Moore hopes to have it ready for a spring opening.
“We’ve gotten more feedback on that, people saying it’s going to be pretty cool, so we may get more extensive with it,” Moore said. “I know it’ll be a neat feature when we’re finished with it. I want to make sure when we do it that we do it right.
“It’s something to give our guests another option and to speed things up. We’ll be able to have music and TVs. It’ll be a gathering space. It’s such a beautiful area we’re going to try to get as much out of it as we can.”
The stacked sod process
One multi-year project that is setting Thistle apart in the market – and really regionally and nationally – is a labor-intensive PermaEdge stacked sod bunker undertaking that began in 2020 and will continue each year in the cooler months until every bunker is completed.
About half of the course’s approximate 75 bunkers are done, including 15-20 this fall, winter and spring. “My guys have it down now. They’ve gotten good at it,” Pridgen said. “I couldn’t do anything without my crew or my staff. They are a blessing and the backbone to what gets done.”
All but six greenside bunkers are finished and work on fairway bunkers will begin once those are done this upcoming winter.
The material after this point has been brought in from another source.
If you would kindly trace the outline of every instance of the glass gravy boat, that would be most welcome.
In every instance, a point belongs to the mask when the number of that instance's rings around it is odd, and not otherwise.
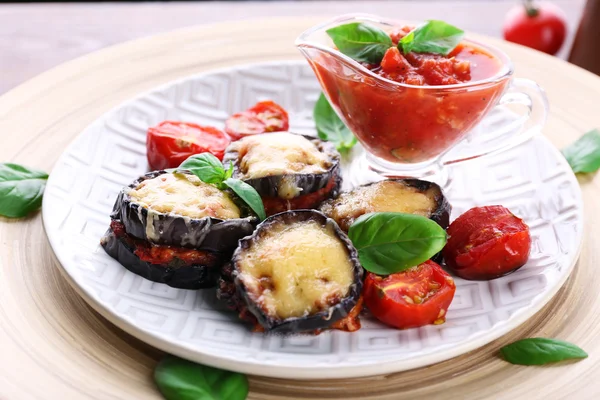
[[[368,23],[386,32],[406,24],[373,15],[345,15],[296,39],[325,96],[365,149],[362,161],[354,163],[359,168],[383,176],[431,177],[448,164],[514,147],[544,125],[548,102],[543,90],[531,80],[513,78],[512,62],[501,50],[465,40],[500,62],[498,72],[484,80],[440,86],[398,83],[335,49],[326,31],[350,22]],[[478,132],[485,136],[484,146],[453,157],[450,150],[499,106],[509,106],[512,118]],[[443,179],[431,180],[444,184]]]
Artificial turf from old soccer fields overseas is used as the sod, and it is cut by Pridgen’s staff in hand grinders at a work station powered by a generator to be installed in 18×4-inch and 18×8-inch pieces. As the sod walls are built, they are continuously reinforced with cement mixed with native soil behind the wall. After the cement and soil are dry-mixed in a cement mixer, the mix has to be carried in five-gallon buckets to the bunker walls.
The sod piece is heavily top-dressed with sand that has to be kept wet to keep it from falling out before it is installed.
“It’s just very labor-intensive and my crew’s average age is 60 to 65, so we subcontract out some labor with the Christian Recovery Center and they’re our muscle, because it’s a lot,” Pridgen said.
Pridgen’s staff now has the process down to 7-10 days per bunker with a heavy workforce dedicated to the construction.
“I like the process because we had some stacked sod bunkers here in the very beginning but we did them with live turf, and that would only last like five years, then it would deteriorate and we’d have to do it again,” Pridgen said. “So this stuff is permanent.”